The purpose of this study was to determine the long-term local control, disease-free survival, and morbidity of fractionated high-dose-rate brachytherapy (F-HDR) in infants and children with soft tissue sarcomas.

PATIENTS AND METHODS

Fifteen children (13 girls and 2 boys, ages 5-101 months) with soft tissue sarcomas were treated with chemotherapy, organ-preserving surgery, and F-HDR (36 Gy in 12 fractions) to post-chemotherapy volumes. External beam radiotherapy was not part of the primary treatment, although four patients (27%) subsequently received salvage external beam radiotherapy after treatment failure. Chemotherapy was administered to all patients based on their tumor histology and stage.

RESULTS

After a median follow-up of 10 years (range 32-154 months), 12 patients (80%) were alive without evidence of disease. Ten-year overall survival and local control rates were both 80% (12/15 children). The overall survival was better (91%) for children with microscopic residual versus gross residual disease (75%).
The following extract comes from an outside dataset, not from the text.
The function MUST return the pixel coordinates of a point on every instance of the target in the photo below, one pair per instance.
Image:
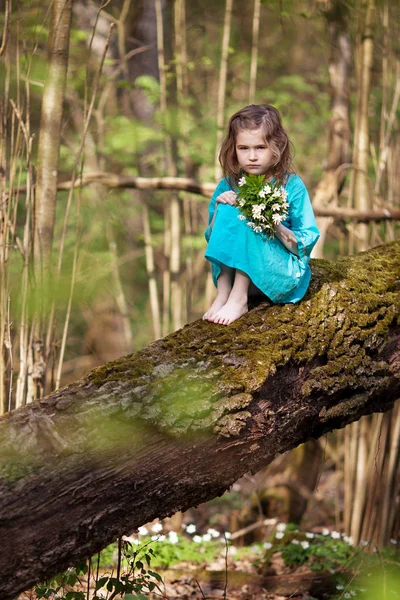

With longer follow-up, grade 3 to 4 brachytherapy-related late morbidities increased from 8% (1/12) to 20% (3/15) and included trismus/osteonecrosis, vaginal stenosis, and periurethral fibrosis. There were two late complications associated with puberty that occurred 8 to 10 years after the initial treatments. Acute toxicity occurred in five patients (38%) and consisted primarily of grade 1 to 3 skin and mucosal reactions.

CONCLUSIONS

As the sole radiation modality, F-HDR achieved excellent local control and disease-free survival in properly selected children with soft tissue sarcomas while preserving normal bone and organ development. A significant percentage of patients experience adverse late sequelae as a result of this treatment.